The general had declared:
"The property, real and personal, of all persons in the State of Missouri who shall take up arms against the United States, and who shall be directly proven to have taken active part with their enemies in the field, is declared to be confiscated to the public use; and their slaves, if any they have, are hereby declared free."
On August 6, Lincoln had signed a Confiscation Act into law. This act allowed for the confiscation only of those "persons held to service" who were "employed in hostility to the United States." The act did not free the confiscated slaves. Their status was left undefined, presumably for Congress to decide at some future time. Lincoln found Frémont's emancipation proclamation to be dictatorial, far beyond the power of any general in the field. At this point, he was trying to limit the war to the question of preserving the Union. He asked Frémont to modify the order to conform with the Confiscation Act; the general refused.

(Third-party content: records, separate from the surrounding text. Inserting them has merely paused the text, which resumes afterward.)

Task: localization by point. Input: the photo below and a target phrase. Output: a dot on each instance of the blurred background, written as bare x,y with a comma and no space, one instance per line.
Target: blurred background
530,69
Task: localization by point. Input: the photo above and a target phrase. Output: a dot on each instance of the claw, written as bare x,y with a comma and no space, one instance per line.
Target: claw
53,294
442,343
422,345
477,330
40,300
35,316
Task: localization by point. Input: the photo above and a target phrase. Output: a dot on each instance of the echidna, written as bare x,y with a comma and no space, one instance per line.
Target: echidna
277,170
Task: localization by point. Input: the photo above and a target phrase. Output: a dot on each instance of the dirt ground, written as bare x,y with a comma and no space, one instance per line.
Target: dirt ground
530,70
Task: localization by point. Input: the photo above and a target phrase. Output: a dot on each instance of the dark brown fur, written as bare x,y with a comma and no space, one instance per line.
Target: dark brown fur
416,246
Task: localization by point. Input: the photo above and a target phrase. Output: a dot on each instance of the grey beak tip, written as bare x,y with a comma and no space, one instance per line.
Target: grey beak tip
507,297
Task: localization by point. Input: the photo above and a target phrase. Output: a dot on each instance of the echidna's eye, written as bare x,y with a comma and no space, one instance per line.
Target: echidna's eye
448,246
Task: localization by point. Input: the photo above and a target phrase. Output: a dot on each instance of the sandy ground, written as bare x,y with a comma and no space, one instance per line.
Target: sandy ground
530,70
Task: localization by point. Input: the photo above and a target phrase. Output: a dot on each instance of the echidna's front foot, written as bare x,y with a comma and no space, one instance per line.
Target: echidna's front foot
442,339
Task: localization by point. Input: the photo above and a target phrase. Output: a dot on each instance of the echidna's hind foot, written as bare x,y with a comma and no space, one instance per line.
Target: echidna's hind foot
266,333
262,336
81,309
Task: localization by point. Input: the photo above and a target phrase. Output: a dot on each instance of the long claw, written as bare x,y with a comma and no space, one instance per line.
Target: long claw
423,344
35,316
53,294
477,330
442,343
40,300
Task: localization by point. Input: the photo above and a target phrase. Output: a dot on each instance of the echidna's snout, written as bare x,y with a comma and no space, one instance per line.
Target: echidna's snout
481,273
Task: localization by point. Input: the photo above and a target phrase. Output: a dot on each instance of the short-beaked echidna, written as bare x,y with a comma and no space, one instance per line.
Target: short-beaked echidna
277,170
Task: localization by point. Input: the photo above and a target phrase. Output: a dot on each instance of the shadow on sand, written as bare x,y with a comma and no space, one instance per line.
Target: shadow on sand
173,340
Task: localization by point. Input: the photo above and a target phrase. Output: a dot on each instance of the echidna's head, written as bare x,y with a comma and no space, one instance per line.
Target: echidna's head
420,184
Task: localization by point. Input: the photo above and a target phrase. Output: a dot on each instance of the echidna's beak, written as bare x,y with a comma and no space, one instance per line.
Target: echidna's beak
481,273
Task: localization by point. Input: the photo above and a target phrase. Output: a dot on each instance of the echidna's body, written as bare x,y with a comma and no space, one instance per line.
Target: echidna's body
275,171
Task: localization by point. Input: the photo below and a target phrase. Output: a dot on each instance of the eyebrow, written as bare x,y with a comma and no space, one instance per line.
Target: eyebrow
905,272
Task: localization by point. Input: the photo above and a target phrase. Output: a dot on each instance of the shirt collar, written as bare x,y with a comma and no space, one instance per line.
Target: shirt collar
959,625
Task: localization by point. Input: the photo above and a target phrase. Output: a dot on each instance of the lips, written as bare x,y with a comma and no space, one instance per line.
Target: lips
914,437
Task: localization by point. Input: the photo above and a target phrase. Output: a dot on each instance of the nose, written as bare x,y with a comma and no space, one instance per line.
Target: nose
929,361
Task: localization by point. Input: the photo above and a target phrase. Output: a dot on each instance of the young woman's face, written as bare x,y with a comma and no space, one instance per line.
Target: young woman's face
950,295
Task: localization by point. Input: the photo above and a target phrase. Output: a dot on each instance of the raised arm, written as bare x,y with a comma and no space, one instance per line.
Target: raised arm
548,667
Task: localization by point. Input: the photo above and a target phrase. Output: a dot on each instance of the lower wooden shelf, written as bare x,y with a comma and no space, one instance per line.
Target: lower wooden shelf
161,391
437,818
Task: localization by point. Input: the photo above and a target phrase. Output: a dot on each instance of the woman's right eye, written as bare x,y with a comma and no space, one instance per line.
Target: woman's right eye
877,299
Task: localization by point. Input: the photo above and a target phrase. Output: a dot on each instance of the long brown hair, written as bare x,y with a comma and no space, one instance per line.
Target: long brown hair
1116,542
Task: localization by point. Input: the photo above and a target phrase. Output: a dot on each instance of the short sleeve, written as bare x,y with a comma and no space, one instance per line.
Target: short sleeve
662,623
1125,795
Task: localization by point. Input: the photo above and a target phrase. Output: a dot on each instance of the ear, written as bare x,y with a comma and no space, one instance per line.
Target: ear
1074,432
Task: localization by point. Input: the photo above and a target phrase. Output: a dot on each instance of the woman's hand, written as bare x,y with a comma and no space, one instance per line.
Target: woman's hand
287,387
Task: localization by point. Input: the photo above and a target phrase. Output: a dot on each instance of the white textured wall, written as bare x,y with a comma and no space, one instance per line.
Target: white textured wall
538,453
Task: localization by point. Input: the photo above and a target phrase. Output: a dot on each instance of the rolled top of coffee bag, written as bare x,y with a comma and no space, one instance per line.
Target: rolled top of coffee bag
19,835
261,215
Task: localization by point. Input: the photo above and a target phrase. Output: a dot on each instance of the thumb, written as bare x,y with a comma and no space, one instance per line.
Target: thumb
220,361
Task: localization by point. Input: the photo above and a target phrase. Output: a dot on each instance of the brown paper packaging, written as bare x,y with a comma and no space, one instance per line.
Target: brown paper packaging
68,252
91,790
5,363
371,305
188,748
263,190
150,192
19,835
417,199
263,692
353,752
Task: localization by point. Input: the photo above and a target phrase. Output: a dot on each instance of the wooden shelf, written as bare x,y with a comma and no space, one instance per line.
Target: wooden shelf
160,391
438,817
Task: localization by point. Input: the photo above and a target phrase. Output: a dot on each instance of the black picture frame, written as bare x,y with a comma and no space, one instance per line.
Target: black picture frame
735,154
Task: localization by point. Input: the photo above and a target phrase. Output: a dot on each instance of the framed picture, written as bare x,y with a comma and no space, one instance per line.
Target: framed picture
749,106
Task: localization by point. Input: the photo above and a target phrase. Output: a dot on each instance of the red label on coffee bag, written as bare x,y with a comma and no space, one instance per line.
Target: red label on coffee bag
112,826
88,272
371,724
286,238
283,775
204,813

Now Lincoln was through asking:
WASHINGTON, D.C., Sept. 11, 1861,
Major-Gen. John C. Fremont:
SIR: Yours of the 8th, in answer to mine of 2d inst., was just received. Assuming that you upon the ground could better judge of the necessities of your position, than I could at this distance, on seeing your proclamation of Aug. 30, I perceived no general objection to it; the particular objectionable clause, however, in relation to the confiscation of property, and the liberation of slaves, appeared to me to be objectionable in its non-conformity to the act of Congress, passed the 6th of last August upon the same subjects, and hence I wrote you expressing my wish that that clause should be modified accordingly. Your answer just received, expresses the preference on your part that I should make an open order for the modification, which I very cheerfully do. It is therefore ordered that the said clause of said proclamation be so modified, held and construed as to conform with and not to transcend the provisions on the same subject contained in the act of Congress, entitled "An act to confiscate property used for insurrectionary purposes, approved Aug. 6, 1861," and that said act be published at length with this order. Your obedient servant,
(Signed) A. LINCOLN.
Also on September 11, 1861, in Kentucky, the legislature passed a resolution calling on Governor Beriah Magoffin to order Confederate troops to leave the state. Another resolution calling for both armies to leave was defeated.